Assur, acariciando la cinta que llevaba atada en la muñeca, no dejaba de pensar en las últimas palabras de Weland, estaba deseando que aquella maldita lucha se decidiese, quería marchar a Crunia y rescatar a los cautivos, quería encontrar a Ilduara y a Sebastián, quería recuperar esa parte de su vida.
—Somos dos mirlos tirando de la misma lombriz —dijo Gutier pensativo.
Froilo, que, junto a unos pocos, había logrado sobrevivir por pura providencia al ataque de distracción que habían ideado horas antes, esperaba el turno para ser remendado por el médico y dio su opinión:
—No se atreverán a acercar los barcos para recoger a los que quedan en la playa, saben muy bien que se arriesgan a perderlos.
—Es cierto, pero tampoco creo que abandonen a sus hombres aquí.
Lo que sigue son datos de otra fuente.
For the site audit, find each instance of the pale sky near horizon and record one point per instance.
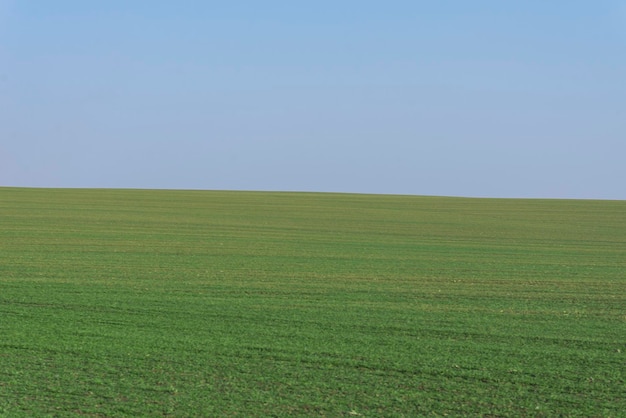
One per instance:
(456, 98)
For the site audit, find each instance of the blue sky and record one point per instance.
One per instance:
(480, 98)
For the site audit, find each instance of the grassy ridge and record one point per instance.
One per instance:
(121, 302)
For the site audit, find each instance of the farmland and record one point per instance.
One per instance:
(207, 303)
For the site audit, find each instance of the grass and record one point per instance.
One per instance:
(196, 303)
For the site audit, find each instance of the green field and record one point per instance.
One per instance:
(202, 303)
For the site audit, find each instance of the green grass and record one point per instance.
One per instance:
(195, 303)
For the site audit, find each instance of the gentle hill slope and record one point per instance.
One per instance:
(204, 303)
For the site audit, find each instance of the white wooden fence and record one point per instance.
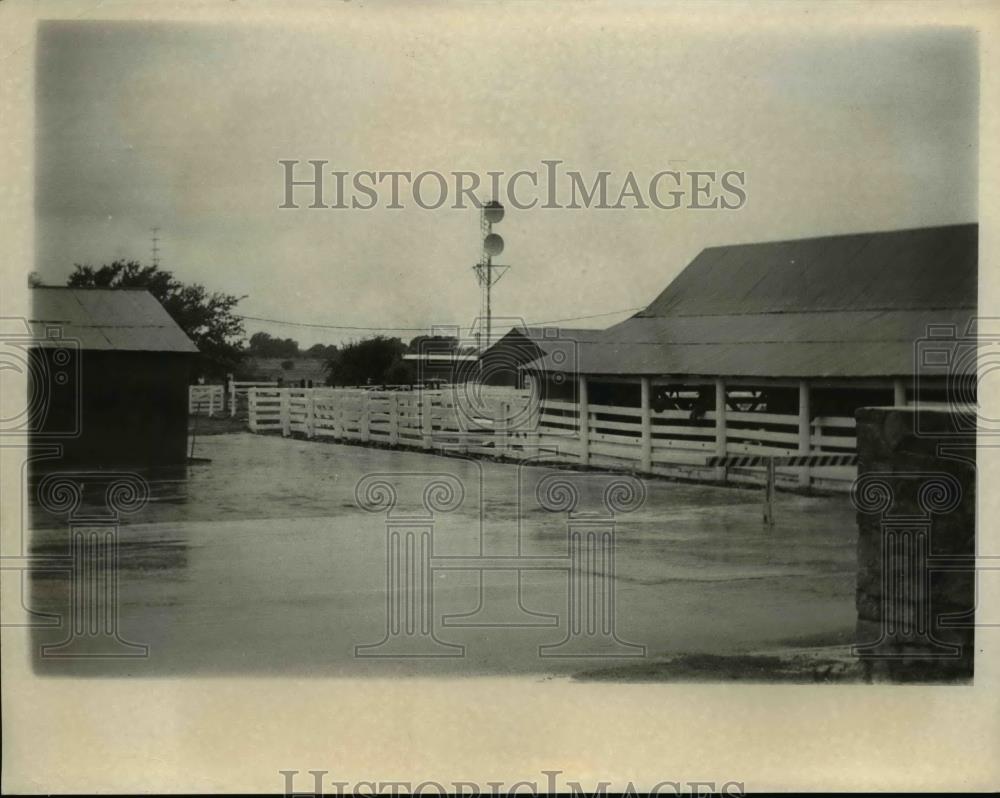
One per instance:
(508, 423)
(205, 400)
(239, 390)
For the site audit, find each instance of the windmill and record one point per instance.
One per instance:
(488, 273)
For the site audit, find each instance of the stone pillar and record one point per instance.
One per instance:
(409, 525)
(92, 624)
(916, 586)
(646, 426)
(805, 430)
(591, 613)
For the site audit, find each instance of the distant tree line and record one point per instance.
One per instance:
(209, 318)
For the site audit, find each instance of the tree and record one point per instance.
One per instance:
(208, 318)
(377, 360)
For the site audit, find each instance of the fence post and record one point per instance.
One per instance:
(426, 419)
(720, 426)
(899, 393)
(252, 409)
(805, 429)
(393, 418)
(337, 411)
(364, 422)
(310, 394)
(285, 402)
(646, 422)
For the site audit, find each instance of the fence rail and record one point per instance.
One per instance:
(205, 400)
(507, 423)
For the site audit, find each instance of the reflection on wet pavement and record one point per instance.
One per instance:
(262, 561)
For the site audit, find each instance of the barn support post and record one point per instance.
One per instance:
(805, 430)
(534, 413)
(501, 436)
(286, 411)
(583, 407)
(720, 426)
(899, 393)
(646, 426)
Y si los que hay a bordo desembarcan…, entonces estaremos en un grave aprieto…
A Gutier le asistía la razón, la situación era compleja: los efectivos normandos seguían siendo superiores y, aunque solo les quedaba algo más de una docena de sus navíos, si sus tripulaciones echaban pie a tierra, las mermadas fuerzas cristianas poco podrían hacer contra todos ellos unidos. La defensa de los arqueros era crucial, era evidente que los nórdicos no podían arriesgarse a perder más barcos si querían garantizar su regreso a los dominios del norte, incluso contando con los navíos que, basándose en lo dicho por Weland, podían estar fondeados en la ría de Crunia.
—Pues no podéis quedaros así, mirándoos los unos a los otros con ojos suspicaces como maridos cornudos —declaró Jesse tirando del largo cabello que usaba como sutura para atar el último de los puntos de la pierna de Gutier.
Froilo rio con ganas, divertido por la ocurrencia del hebreo.